Consumer Tip
Is Your Money Protected?
Member FDIC. You’ve seen the sign many times, but have you ever wondered what it means? Today, with some banks closing, it is important that you see this sign at your bank. If you and your family have $250,000 or less in your deposit accounts at an insured bank, your deposits are fully protected by the US government. And with careful planning, the Federal Deposit Insurance Corporation or FDIC will often insure more than $250,000 at a single bank. This column provides you with tips from the FDIC to make sure your money is safe and secure.
Not long ago, the deposit insurance limit was $100,000. Recently, Congress raised the limit to $250,000. If you have more than $250,000 at your bank, your deposits may also be protected under several different types of “ownership” categories. Suppose you have $575,000 in different ownership categories at your bank, e.g. some funds in a single account, some in a joint account, and the rest in retirement accounts. It is possible that the entire $575,000 is insured by the FDIC (as long as you don’t have more than $250,000 deposited in any one ownership category).
- Single (one name) accounts are insured up to $250,000.
- Each depositor who has money in joint accounts (accounts owned by two or more people) is protected up to $250,000 for the funds he/she has in joint accounts.
- Certain retirement accounts, including IRAs, are covered to $250,000.
- Revocable trust accounts (deposits intended to pass along to named beneficiaries when the account owner dies) can be protected to $250,000 for each named beneficiary. However, with this category, you would need to confer with your personal banker.
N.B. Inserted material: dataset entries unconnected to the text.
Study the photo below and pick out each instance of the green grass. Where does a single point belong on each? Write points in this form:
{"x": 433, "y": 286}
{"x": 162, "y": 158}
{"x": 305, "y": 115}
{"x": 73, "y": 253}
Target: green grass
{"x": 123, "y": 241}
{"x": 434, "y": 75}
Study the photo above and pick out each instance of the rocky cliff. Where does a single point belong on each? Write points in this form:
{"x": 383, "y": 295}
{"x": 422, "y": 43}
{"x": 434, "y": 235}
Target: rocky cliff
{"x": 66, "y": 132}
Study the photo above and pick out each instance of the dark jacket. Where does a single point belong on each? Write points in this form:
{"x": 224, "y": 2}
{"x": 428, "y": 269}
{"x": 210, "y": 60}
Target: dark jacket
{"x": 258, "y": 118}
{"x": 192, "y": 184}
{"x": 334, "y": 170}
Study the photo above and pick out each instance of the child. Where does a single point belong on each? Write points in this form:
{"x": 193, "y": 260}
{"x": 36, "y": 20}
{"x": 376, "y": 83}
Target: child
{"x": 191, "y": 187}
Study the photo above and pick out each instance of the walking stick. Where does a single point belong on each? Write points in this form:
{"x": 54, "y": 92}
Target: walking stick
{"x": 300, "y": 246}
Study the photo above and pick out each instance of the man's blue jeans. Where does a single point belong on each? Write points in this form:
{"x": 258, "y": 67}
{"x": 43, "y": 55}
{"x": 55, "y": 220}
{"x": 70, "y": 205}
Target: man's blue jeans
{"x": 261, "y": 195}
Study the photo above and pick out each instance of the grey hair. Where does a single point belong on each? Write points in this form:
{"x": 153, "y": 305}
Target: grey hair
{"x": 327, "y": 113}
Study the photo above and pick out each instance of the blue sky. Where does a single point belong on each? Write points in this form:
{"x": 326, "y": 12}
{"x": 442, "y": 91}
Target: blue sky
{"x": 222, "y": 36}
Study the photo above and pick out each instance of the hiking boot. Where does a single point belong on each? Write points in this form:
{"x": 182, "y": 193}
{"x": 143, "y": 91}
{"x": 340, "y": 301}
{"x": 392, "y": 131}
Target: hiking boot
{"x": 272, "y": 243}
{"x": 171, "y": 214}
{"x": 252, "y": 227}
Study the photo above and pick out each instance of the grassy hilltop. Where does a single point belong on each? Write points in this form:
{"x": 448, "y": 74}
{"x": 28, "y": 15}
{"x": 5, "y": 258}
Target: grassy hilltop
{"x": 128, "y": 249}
What if I’m a single person with more than $250,000 in my bank account? You might consider putting the excess money in a joint account with another individual or put it in an account with beneficiaries (revocable trust account). You need to realize that with a joint account you are giving the other joint owner legal ownership of the money in the joint account. Check with your bank (who must employ someone who understands the FDIC deposit insurance) and your accountant or attorney before finalizing your plans. Consider moving your excess funds to another FDIC-insured institution. And, ask your bank about other methods for insuring excess funds—there are some third party methods available (e.g. CDARS).
Review your insurance coverage periodically to make sure you still fall within the $250,000 insured limit. Here are some things that might trigger a reexamination of your accounts:
- Before you open a new account, review all of the accounts your family currently has at the institution to make sure you will have adequate coverage.
- Death of a loved one. The FDIC will automatically insure the deceased person’s share for another six months, but after that, you need to make sure there’s not more than $250,000 in that account.
- If you receive a large payment from the sale of a house or insurance claim.
- If you have accounts at two institutions that merge, be sure the combined funds do not exceed the $250,000 insurance limit.
If my bank fails tomorrow, how quickly will the FDIC pay me the total amount of my insured funds? Contrary to misinformation that spreads as quickly as a wildfire, federal law requires the FDIC to pay deposit insurance as soon as possible, usually the first business day after the bank is closed. And, if a bank failure or consolidation causes you to exceed the $250,000 limit, you’ll want to move your money around.
Remember, in 75 years, no one has lost a penny of FDIC-insured deposits.